Week 51: Learning To Navigate With Driving Directions

I really love all of those hidden ways there are to teach my kids something when they don’t even know they’re learning. Finding learning opportunities in everyday things is a big part of why I created The Trip Clip.

Week 51: Learning To Navigate With Driving Directions

This activity was a surprise hit with my kids. Sometimes the amount of time my kids spend in the car just driving around town to do errands is over the top. I discovered that one way to make the number of places we had to stop more palatable was to give them driving directions and then let them direct the car. This also works great on longer road trips to help set milestones along the way.

Keep your child busy in the car by letting them give you directions and track your progress.


There are a number of great things about doing this activity with my kids:

  • It helped teach them the difference between right and left
  • It gave them a sense of progress through our errands so it didn’t just feel never-ending to them.
  • It kept them looking out the window and noticing the world around them.
  • It taught them about the geography of our neighborhood so they could recognize frequent landmarks and routes.
  • They learned about road signs and driving rules that were new to them.
  • By using the compass images they started to internalize north/south/east/west.

Make It Harder

After using this for a while, we moved onto advanced mode which my kids LOVE. When we have spare time, and we are done with errands, I tell them they have to find our way home again without any help. This has never failed to result in hysterics from all of us. To do this right, though, you really need spare time – you have to be willing to let them get really lost! Agree ahead of time on the parameters for when you will correct them/re-direct them.  And agree on what the default behavior should be if they don’t give you any instructions. We defaulted to going straight, because otherwise I was always tempted to ask at an intersection which way to go, which was a prompt to them that they should change direction.
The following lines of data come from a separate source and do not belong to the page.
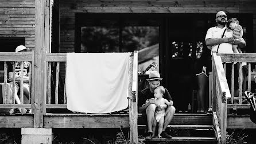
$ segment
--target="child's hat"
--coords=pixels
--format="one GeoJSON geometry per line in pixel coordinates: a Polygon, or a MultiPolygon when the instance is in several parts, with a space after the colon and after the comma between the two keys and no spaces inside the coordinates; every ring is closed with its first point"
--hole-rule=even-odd
{"type": "Polygon", "coordinates": [[[162,78],[161,78],[160,74],[156,71],[152,71],[149,73],[149,79],[147,79],[148,81],[153,80],[162,80],[162,78]]]}
{"type": "Polygon", "coordinates": [[[24,46],[24,45],[19,45],[18,46],[17,46],[16,49],[15,49],[15,52],[19,52],[22,50],[24,49],[28,49],[27,48],[26,48],[26,46],[24,46]]]}

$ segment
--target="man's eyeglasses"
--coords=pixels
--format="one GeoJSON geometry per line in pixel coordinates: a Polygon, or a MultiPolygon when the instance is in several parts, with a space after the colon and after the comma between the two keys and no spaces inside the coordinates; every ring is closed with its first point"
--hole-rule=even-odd
{"type": "Polygon", "coordinates": [[[216,18],[222,18],[222,17],[224,17],[224,18],[227,18],[227,15],[219,15],[219,16],[218,16],[217,17],[216,17],[216,18]]]}

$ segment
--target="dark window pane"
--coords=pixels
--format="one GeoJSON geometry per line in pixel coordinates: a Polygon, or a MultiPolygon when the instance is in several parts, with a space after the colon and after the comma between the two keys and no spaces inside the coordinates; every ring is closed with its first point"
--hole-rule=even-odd
{"type": "Polygon", "coordinates": [[[119,27],[81,28],[81,52],[119,52],[119,27]]]}

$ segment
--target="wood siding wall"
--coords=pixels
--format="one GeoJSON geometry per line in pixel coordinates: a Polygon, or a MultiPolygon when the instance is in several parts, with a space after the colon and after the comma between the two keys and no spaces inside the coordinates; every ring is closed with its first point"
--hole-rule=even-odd
{"type": "Polygon", "coordinates": [[[0,0],[0,37],[25,37],[34,48],[34,0],[0,0]]]}
{"type": "MultiPolygon", "coordinates": [[[[60,52],[74,52],[75,13],[216,13],[226,10],[230,13],[252,13],[253,35],[256,37],[255,0],[61,0],[59,7],[60,52]]],[[[65,66],[61,67],[61,69],[65,66]]],[[[64,72],[60,72],[63,77],[64,72]]]]}
{"type": "Polygon", "coordinates": [[[230,13],[253,13],[254,37],[256,37],[255,0],[61,0],[60,52],[74,52],[75,13],[216,13],[223,10],[230,13]]]}

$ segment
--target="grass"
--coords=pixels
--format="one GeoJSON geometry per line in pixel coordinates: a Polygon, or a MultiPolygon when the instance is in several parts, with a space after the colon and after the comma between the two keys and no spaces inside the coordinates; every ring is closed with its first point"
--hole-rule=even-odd
{"type": "Polygon", "coordinates": [[[227,143],[228,144],[243,144],[247,143],[246,138],[249,135],[246,135],[243,129],[240,132],[235,132],[235,129],[230,135],[227,133],[227,143]]]}

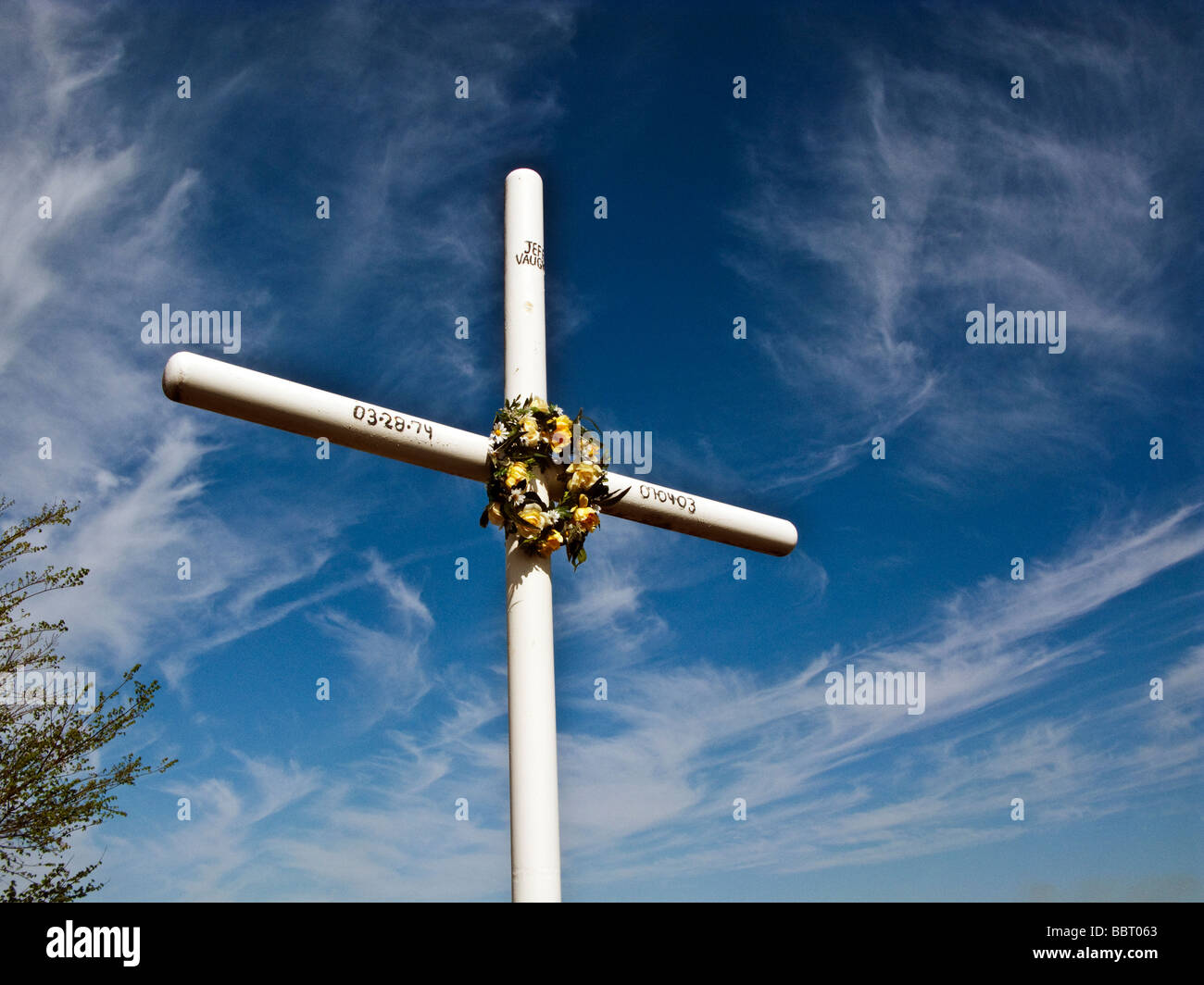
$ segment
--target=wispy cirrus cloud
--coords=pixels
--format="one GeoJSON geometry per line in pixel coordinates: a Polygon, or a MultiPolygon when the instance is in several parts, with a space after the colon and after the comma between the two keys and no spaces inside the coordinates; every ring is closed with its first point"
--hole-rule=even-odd
{"type": "Polygon", "coordinates": [[[768,299],[777,330],[757,344],[804,397],[798,430],[813,436],[777,484],[811,489],[904,425],[958,449],[907,466],[937,485],[1068,444],[1105,453],[1099,408],[1155,406],[1151,356],[1191,352],[1167,271],[1198,247],[1147,214],[1155,194],[1191,210],[1191,31],[1117,6],[1055,25],[940,10],[926,14],[931,43],[956,67],[850,41],[842,111],[779,124],[748,155],[752,190],[732,218],[763,250],[732,264],[768,299]],[[988,302],[1066,311],[1067,353],[968,347],[966,313],[988,302]]]}

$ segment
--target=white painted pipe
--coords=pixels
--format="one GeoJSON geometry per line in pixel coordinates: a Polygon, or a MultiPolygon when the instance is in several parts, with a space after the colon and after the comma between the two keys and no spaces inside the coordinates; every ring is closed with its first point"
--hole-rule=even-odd
{"type": "MultiPolygon", "coordinates": [[[[547,397],[543,179],[506,176],[504,395],[547,397]]],[[[537,483],[541,495],[547,495],[537,483]]],[[[551,560],[506,543],[506,649],[510,726],[510,887],[515,903],[560,902],[556,676],[551,560]]]]}
{"type": "Polygon", "coordinates": [[[668,489],[641,478],[628,478],[607,472],[607,488],[612,492],[627,490],[604,515],[621,517],[649,526],[675,530],[691,537],[719,541],[722,544],[775,554],[790,554],[798,543],[798,531],[790,520],[756,513],[739,506],[668,489]]]}
{"type": "Polygon", "coordinates": [[[485,482],[488,440],[414,414],[231,366],[196,353],[176,353],[163,371],[163,391],[179,403],[266,424],[295,435],[371,452],[466,479],[485,482]]]}
{"type": "MultiPolygon", "coordinates": [[[[513,255],[509,261],[513,263],[513,255]]],[[[523,312],[523,301],[518,305],[523,312]]],[[[526,382],[518,383],[509,395],[538,382],[508,372],[507,378],[510,377],[526,382]]],[[[485,465],[489,441],[480,435],[231,366],[196,353],[176,353],[167,361],[163,372],[163,389],[172,400],[206,411],[217,411],[296,435],[325,437],[334,444],[477,482],[485,482],[489,477],[485,465]],[[400,429],[399,420],[402,421],[400,429]]],[[[793,524],[765,513],[694,496],[616,472],[609,473],[609,486],[612,490],[628,488],[630,491],[606,515],[766,554],[789,554],[798,543],[793,524]]]]}

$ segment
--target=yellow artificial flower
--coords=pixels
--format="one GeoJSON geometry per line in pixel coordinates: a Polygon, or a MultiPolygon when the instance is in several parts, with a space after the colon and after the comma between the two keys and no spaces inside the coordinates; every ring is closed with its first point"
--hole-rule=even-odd
{"type": "Polygon", "coordinates": [[[526,466],[520,461],[512,461],[510,467],[506,470],[506,485],[509,489],[529,478],[531,477],[527,474],[526,466]]]}
{"type": "Polygon", "coordinates": [[[577,524],[586,533],[598,529],[598,524],[602,523],[598,517],[598,512],[590,506],[589,499],[583,492],[577,497],[578,506],[573,509],[573,523],[577,524]]]}
{"type": "Polygon", "coordinates": [[[543,511],[537,503],[529,503],[519,511],[519,533],[524,537],[533,537],[543,530],[543,511]]]}
{"type": "Polygon", "coordinates": [[[568,491],[584,492],[602,478],[602,466],[594,461],[574,461],[568,473],[568,491]]]}
{"type": "Polygon", "coordinates": [[[542,558],[550,558],[555,554],[560,545],[565,543],[565,538],[560,536],[559,530],[549,530],[548,535],[539,541],[539,555],[542,558]]]}
{"type": "Polygon", "coordinates": [[[529,444],[539,441],[539,423],[531,414],[524,414],[519,418],[519,427],[523,429],[523,437],[529,444]]]}

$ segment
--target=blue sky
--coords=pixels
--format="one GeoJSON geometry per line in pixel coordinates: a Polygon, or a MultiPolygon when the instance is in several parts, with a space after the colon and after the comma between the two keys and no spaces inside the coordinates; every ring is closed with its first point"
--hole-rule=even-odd
{"type": "Polygon", "coordinates": [[[99,898],[508,898],[483,490],[169,402],[140,318],[238,309],[205,354],[484,432],[518,166],[549,396],[801,535],[746,580],[618,519],[557,559],[565,898],[1204,897],[1192,5],[0,19],[0,494],[82,502],[46,614],[163,683],[126,748],[179,759],[78,838],[99,898]],[[988,303],[1066,352],[967,344],[988,303]],[[923,714],[828,706],[848,662],[922,671],[923,714]]]}

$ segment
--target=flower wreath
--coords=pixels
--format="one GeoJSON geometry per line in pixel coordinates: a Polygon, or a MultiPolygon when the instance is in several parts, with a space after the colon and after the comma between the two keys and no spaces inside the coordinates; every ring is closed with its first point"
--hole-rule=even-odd
{"type": "MultiPolygon", "coordinates": [[[[597,425],[585,420],[597,433],[597,425]]],[[[586,433],[580,421],[580,412],[568,418],[537,396],[515,397],[502,407],[489,436],[489,506],[480,514],[482,526],[503,527],[530,554],[550,558],[563,547],[574,568],[585,560],[585,538],[598,529],[602,511],[627,495],[626,489],[607,489],[607,464],[592,436],[580,437],[579,459],[566,458],[574,432],[586,433]],[[536,492],[543,470],[549,486],[563,489],[550,503],[536,492]]]]}

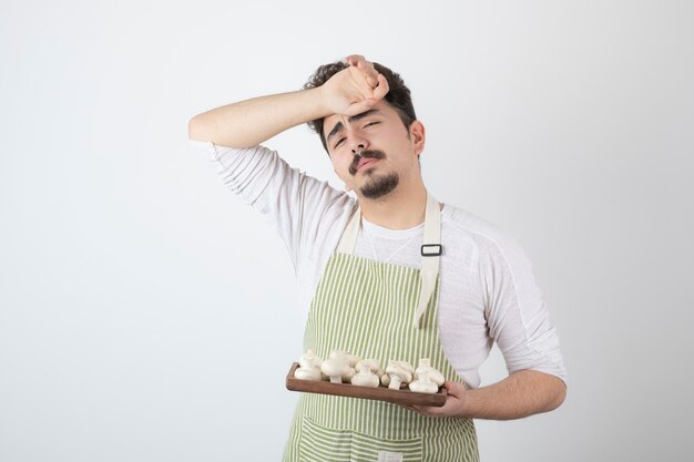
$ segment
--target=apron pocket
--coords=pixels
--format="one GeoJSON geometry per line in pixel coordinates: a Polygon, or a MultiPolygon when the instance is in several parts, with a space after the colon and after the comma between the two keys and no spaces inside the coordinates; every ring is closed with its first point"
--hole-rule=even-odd
{"type": "Polygon", "coordinates": [[[365,433],[323,427],[304,417],[299,442],[302,462],[421,462],[421,438],[385,440],[365,433]]]}

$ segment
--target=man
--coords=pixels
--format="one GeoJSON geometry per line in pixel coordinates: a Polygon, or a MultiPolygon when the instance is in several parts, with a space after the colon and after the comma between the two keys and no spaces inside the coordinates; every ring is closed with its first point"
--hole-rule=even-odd
{"type": "Polygon", "coordinates": [[[472,419],[563,402],[565,370],[530,263],[508,235],[428,194],[425,127],[398,74],[351,55],[319,68],[303,91],[196,115],[190,137],[208,143],[232,191],[287,244],[310,294],[305,349],[430,358],[447,379],[441,408],[304,393],[285,460],[477,460],[472,419]],[[356,203],[259,146],[303,123],[356,203]],[[480,388],[492,341],[510,374],[480,388]]]}

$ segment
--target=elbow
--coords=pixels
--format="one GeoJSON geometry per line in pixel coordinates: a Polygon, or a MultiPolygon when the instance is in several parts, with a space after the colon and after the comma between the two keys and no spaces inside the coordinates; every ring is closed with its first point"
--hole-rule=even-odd
{"type": "Polygon", "coordinates": [[[553,411],[554,409],[559,408],[567,399],[567,383],[564,383],[564,381],[559,378],[554,379],[554,392],[552,393],[552,399],[549,402],[547,411],[553,411]]]}
{"type": "Polygon", "coordinates": [[[201,140],[200,123],[197,121],[197,115],[188,121],[188,138],[193,141],[204,141],[204,140],[201,140]]]}
{"type": "Polygon", "coordinates": [[[188,138],[192,141],[211,141],[200,114],[188,121],[188,138]]]}

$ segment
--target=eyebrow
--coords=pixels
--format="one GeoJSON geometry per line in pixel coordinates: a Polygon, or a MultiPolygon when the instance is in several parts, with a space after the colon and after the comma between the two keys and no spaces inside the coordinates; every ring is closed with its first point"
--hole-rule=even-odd
{"type": "MultiPolygon", "coordinates": [[[[348,121],[349,123],[353,123],[353,122],[358,121],[359,119],[364,119],[364,117],[366,117],[367,115],[371,115],[371,114],[377,113],[377,112],[379,113],[380,111],[379,111],[379,110],[377,110],[377,109],[370,109],[370,110],[365,111],[365,112],[361,112],[361,113],[359,113],[359,114],[357,114],[357,115],[351,115],[351,116],[349,116],[349,117],[347,119],[347,121],[348,121]]],[[[329,141],[330,141],[330,138],[331,138],[333,136],[335,136],[335,135],[337,134],[337,132],[339,132],[339,131],[340,131],[340,130],[343,130],[344,127],[345,127],[345,125],[343,125],[343,123],[341,123],[341,122],[336,123],[336,124],[335,124],[335,126],[333,127],[333,130],[330,130],[330,133],[328,133],[328,136],[326,136],[325,141],[326,141],[326,142],[329,142],[329,141]]]]}

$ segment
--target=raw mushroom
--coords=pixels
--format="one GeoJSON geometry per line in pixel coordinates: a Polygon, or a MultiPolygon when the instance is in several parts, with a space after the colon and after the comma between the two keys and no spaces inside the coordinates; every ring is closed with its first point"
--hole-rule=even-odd
{"type": "Polygon", "coordinates": [[[355,366],[357,372],[360,372],[364,369],[368,369],[377,376],[382,376],[385,372],[380,368],[380,361],[377,359],[363,359],[355,366]]]}
{"type": "Polygon", "coordinates": [[[382,373],[380,362],[375,359],[363,359],[357,362],[357,374],[351,378],[351,384],[378,388],[379,376],[382,373]]]}
{"type": "Polygon", "coordinates": [[[299,380],[320,380],[320,363],[323,360],[313,350],[306,351],[299,358],[299,368],[294,371],[294,377],[299,380]]]}
{"type": "Polygon", "coordinates": [[[330,383],[343,383],[343,378],[354,377],[355,370],[344,358],[329,358],[320,365],[320,371],[330,379],[330,383]]]}
{"type": "Polygon", "coordinates": [[[381,377],[381,380],[388,382],[387,387],[390,390],[399,390],[400,384],[407,384],[412,380],[412,367],[407,361],[390,361],[386,368],[386,379],[381,377]]]}
{"type": "Polygon", "coordinates": [[[419,393],[436,393],[446,381],[443,374],[431,367],[429,358],[419,360],[415,378],[416,380],[409,384],[409,389],[419,393]]]}

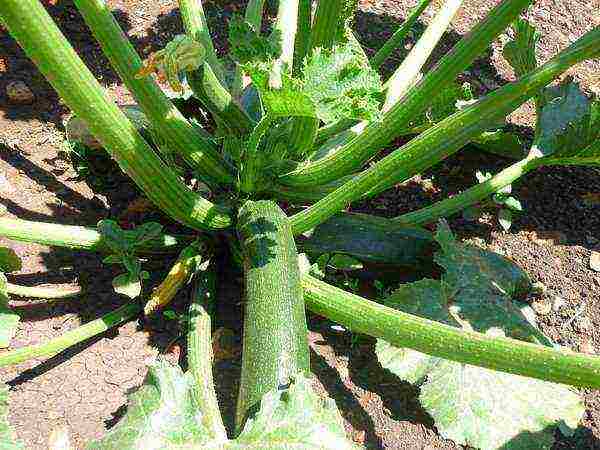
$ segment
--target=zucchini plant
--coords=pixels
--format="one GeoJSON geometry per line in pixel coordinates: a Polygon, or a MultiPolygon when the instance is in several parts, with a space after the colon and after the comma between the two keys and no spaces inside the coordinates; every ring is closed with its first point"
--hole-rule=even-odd
{"type": "MultiPolygon", "coordinates": [[[[93,228],[1,217],[5,238],[108,253],[107,263],[127,270],[115,279],[115,290],[132,299],[46,343],[0,353],[0,367],[54,356],[140,314],[154,314],[190,286],[184,321],[189,370],[153,363],[127,414],[88,448],[353,448],[335,403],[312,391],[306,309],[377,338],[383,367],[421,385],[421,401],[438,430],[458,443],[546,448],[553,428],[572,432],[583,414],[573,387],[600,387],[600,358],[554,345],[520,303],[531,288],[527,276],[500,255],[459,243],[443,218],[490,197],[510,207],[506,186],[540,166],[600,163],[600,103],[569,79],[547,87],[573,65],[600,57],[600,28],[539,64],[538,34],[519,18],[532,0],[504,0],[425,71],[458,9],[469,6],[447,0],[384,82],[378,69],[428,0],[371,59],[352,31],[357,0],[276,3],[272,31],[264,34],[265,2],[249,0],[245,15],[227,24],[230,53],[218,55],[201,0],[179,0],[185,35],[143,62],[103,0],[74,0],[135,98],[136,105],[117,106],[40,0],[0,2],[3,25],[73,111],[71,137],[79,146],[94,143],[79,156],[106,150],[143,195],[185,230],[171,236],[157,223],[124,231],[112,221],[93,228]],[[457,76],[509,28],[505,56],[517,80],[473,98],[457,76]],[[199,100],[207,121],[182,114],[157,80],[199,100]],[[526,151],[503,124],[529,99],[536,103],[537,127],[526,151]],[[406,143],[390,148],[400,136],[406,143]],[[520,159],[458,195],[393,219],[346,211],[470,143],[520,159]],[[377,158],[383,149],[391,151],[377,158]],[[422,228],[436,222],[435,234],[422,228]],[[219,413],[210,345],[214,255],[224,245],[245,280],[232,430],[219,413]],[[179,256],[143,304],[148,273],[140,255],[147,253],[166,262],[179,256]],[[324,280],[331,267],[432,261],[443,269],[440,280],[399,286],[379,302],[324,280]],[[510,418],[501,427],[499,410],[510,418]],[[532,443],[532,436],[541,437],[532,443]]],[[[19,268],[14,252],[0,249],[5,348],[19,321],[9,294],[77,294],[8,283],[4,272],[19,268]]],[[[2,396],[6,420],[6,389],[2,396]]],[[[68,436],[57,435],[51,446],[59,448],[68,436]]],[[[4,424],[3,445],[18,448],[13,438],[4,424]]]]}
The thing I didn’t expect to teach them was how hard it is to keep paying attention. Some of the worst mistakes were when they DID know the way, but they would getting chatting, or thinking about something else, and they would forget that they were supposed to keep giving me directions. Keeping their presence of mind to remember their responsibility the entire way home was surprisingly challenging for them. And it always brought about squeals of laughter when they realized they’d forgotten their job and we were headed in the wrong direction AGAIN!

They periodically ask for this game even now. My oldest is 13, and will be driving in the next few years, so I like to give him a chance to learn the streets and how to get around our town. When someone else is in charge it’s easy not to pay attention, but this game really helps him learn his way around.